The Goffin's Cockatoo, Cacatua goffiniana, also known as Tanimbar Cockatoo, is a species of cockatoo endemic to forests of the Banda Sea islands in Indonesia. They weigh, on average, about 250 grams for females and 300 grams for males. They are about 31 centimeters -12" from head to tail. The Goffin's Cockatoos are the smallest of all the cockatoos. It is a white cockatoo with some salmon or pink face feathers, and a pale grey beak. Both sexes are similar.
Like all members of the Cacatuidae, the Goffin's Cockatoo is crested, meaning it has a collection of feathers on its head that it can raise or lower. Its body is mainly covered with white feathers, with salmon or pink colored feathers between the beak and eyes. The deeper (proximal) parts of the crest feathers and neck feathers are also a salmon color, but the coloration here is hidden by the white color of the more superficial (distal) areas of these feathers. The underside of its wing and tail feathers exhibit a yellowish tinge. The eyes range from brown to black. They are often confused with the Little Corella (Bare-eyed Cockatoo) due to their similar appearance.

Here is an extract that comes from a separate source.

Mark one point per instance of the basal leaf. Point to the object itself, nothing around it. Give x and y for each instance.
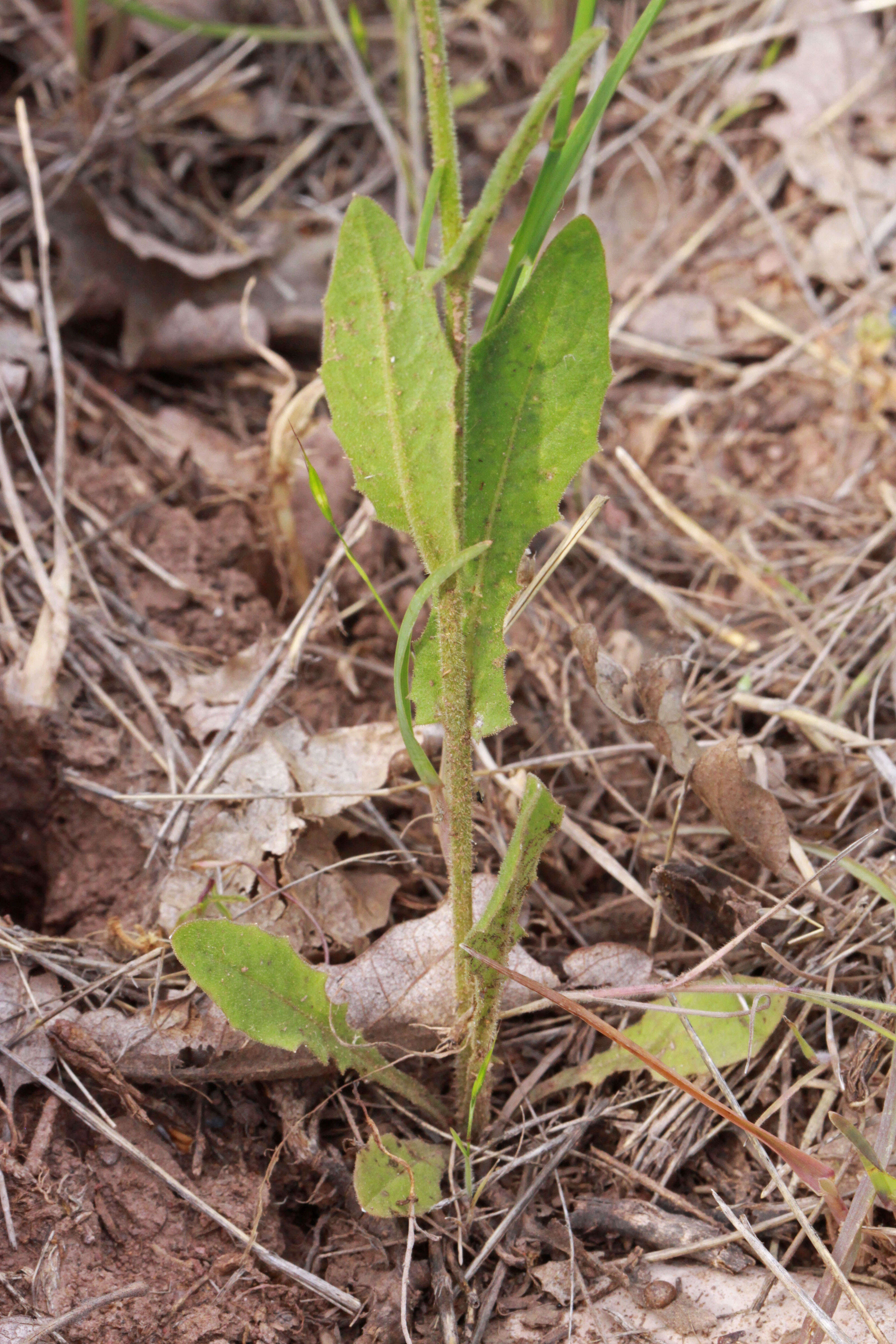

Due to ongoing habitat loss on Tanimbar, limited range and illegal hunting, the Goffin's Cockatoo is evaluated as Near Threatened on the IUCN Red List of Threatened Species. The species is listed on Appendix I of CITES. In the 1970s, Japanese loggers ravaged the islands. Many of the dazed, disoriented, birds were captured for the pet trade. Although, many were lost in the stresses of shipment, there may be a small silver lining behind this ecological disaster, because many Goffin's Cockatoos have been reproduced in captive breeding programs. As such, there are now more Goffin Cockatoos in captivity than in the wild.